JAKARTA - Rencana kenaikan harga gas industri non-harga gas bumi tertentu (HGBT) pada 1 Oktober mendatang oleh PT Perusahaan Gas Negara Tbk (PGAS) atau PGN dinilai dapat memicu penurunan daya saing industri dan potensi inflasi karena kenaikan harga di masyarakat.
Ketua Bidang Industri Manufaktur Asosiasi Pengusaha Indonesia (Apindo) Bobby Gafur Umar mengatakan, penurunan daya saing industri tersebut bisa berdampak pada risiko pemutusan hubungan kerja (PHK).
"Kenaikan harga gas bumi bagi produksi akan berdampak secara makro. Pertama, akan mengurangi atau memotong produksi hingga 30 persen dari total produksi gas Indonesia," kata Bobby dalam keterangan resmi yang diterima VOI, Senin, 4 September.
Bobby mengatakan, dampak kedua dari rencana kenaikan harga gas industri non HGBT ini dapat mengurangi daya beli industri dan pengurangan tenaga kerja. Ketiga, adanya risiko penurunan ekspor Indonesia dan berkurangnya market share di pasar global.
Keempat, penurunan iklim investasi karena Indonesia kalah bersaing dengan negara lain. "Kelima, kenaikan harga gas bumi pada akhirnya berpotensi menyebabkan inflasi yang tentu kami semua hindari," ujar dia.
Menurut Bobby, dampak kenaikan harga gas telah dirasakan sejumlah sektor industri, di antaranya pada industri makanan yang menggunakan energi gas sekitar 50 persen dari biaya produksi. Sehingga, dengan kenaikan tersebut akan menurunkan daya saing baik di dalam negeri maupun ekspor global.
"Industri makanan yang telah beralih dari bahan bakar fosil ke gas karena menerapkan prinsip ramah lingkungan," ucapnya.
Rencana kenaikan harga gas bumi ini juga dikeluhkan oleh industri tekstil yang. Pasalnya, industri ini diketahui telah mempekerjakan sekitar 3,5 juta pekerja dan masih dalam pemulihan pascaCOVID-19.
"Industri ini meminta dibatalkannya kenaikan harga gas untuk Alokasi Gas Industri Tertentu (AGIT) oleh PGN demi ketahanan industri tekstil nasional," tutur Bobby.
Sementara itu, Wakil Ketua Bidang Industri Manufaktur Apindo Rachmat Harsono berpandangan bahwa semestinya tidak ada alasan bagi PGN untuk menaikkan harga gas bumi.
"Dunia usaha meminta agar pihak terkait memberikan informasi transparan mengenai perhitungan bahan baku, transportasi, dan lainnya sebelum memutuskan kenaikan harga gas bumi," imbuhnya.
Diberitakan sebelumnya, Kementerian Perindustrian (Kemenperin) berharap tidak adanya kenaikan harga Gas Bumi Tertentu (HGBT) senilai 6 dolar AS per Million Metric British Thermal Units (MMBTU) untuk tujuh sektor industri, yang direncanakan pada Oktober 2023.

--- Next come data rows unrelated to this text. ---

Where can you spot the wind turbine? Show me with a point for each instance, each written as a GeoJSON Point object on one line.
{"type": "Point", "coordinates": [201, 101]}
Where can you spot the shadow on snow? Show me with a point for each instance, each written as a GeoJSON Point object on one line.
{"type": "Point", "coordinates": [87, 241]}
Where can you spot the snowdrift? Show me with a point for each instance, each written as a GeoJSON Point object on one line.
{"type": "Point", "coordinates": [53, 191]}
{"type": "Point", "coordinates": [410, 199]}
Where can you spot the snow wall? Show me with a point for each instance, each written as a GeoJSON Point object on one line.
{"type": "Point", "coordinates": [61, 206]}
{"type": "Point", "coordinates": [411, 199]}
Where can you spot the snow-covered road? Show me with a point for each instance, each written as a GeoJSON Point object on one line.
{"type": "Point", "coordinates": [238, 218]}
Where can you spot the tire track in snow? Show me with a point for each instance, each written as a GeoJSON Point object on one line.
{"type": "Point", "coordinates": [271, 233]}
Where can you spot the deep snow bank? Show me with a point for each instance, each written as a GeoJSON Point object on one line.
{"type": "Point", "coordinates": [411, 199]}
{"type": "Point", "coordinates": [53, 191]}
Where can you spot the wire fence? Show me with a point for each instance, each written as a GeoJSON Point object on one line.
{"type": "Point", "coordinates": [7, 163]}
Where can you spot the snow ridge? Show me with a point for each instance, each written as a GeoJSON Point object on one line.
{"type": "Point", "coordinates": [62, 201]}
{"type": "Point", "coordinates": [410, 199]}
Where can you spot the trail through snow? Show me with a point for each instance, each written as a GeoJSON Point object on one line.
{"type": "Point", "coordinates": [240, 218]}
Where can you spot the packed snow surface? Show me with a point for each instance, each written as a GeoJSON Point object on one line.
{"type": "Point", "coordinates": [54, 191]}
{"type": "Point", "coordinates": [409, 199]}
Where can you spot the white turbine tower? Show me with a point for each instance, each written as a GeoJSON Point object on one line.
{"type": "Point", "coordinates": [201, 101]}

Plt. Direktur Jenderal Industri Kimia, Farmasi, dan Tekstil (IKFT) Kemenperin Ignatius Warsito mengaku, pihaknya sudah berkomunikasi dengan berbagai pihak terkait rencana kenaikkan HGBT tersebut yang dinilai tidak perlu terjadi.
"Kami juga memahami dalam dua tahun terakhir bagaimana kami berjuang dengan program gas 6 dolar ini, kan, untuk mengakselerasi utilitas daripada tujuh sektor yang sudah diterapkan sesuai Peraturan Presiden (Perpres). Kami akan terus mengawal, agar (kenaikan harga) ini tidak akan terjadi," kata Warsito dalam media briefing di Jakarta, Senin, 28 Agustus.
BACA JUGA:
Warsito mengatakan, pihaknya memahami sektor industri sudah bertahan dalam kondisi pandemi COVID-19 dan terus memanfaatkan program HGBT senilai 6 dolar AS.
Oleh karena itu, kata dia, Kemenperin akan terus mengawal rencana kenaikkan HGBT tersebut dan berharap tak terjadi kenaikkan.
"Lonjakan itu memang pukulan berat buat industri di sektor kami. Kalau yang kena harga 6 dolar AS enggak lebih 10 persen, kan, tetapi dari total sektor industri ini yang enggak fair (adil) kalau komersial ratenya jumping sampai di atas 10 dolar AS ini banyak yang akan goyang, ini perlu ditahan," ujar Warsito.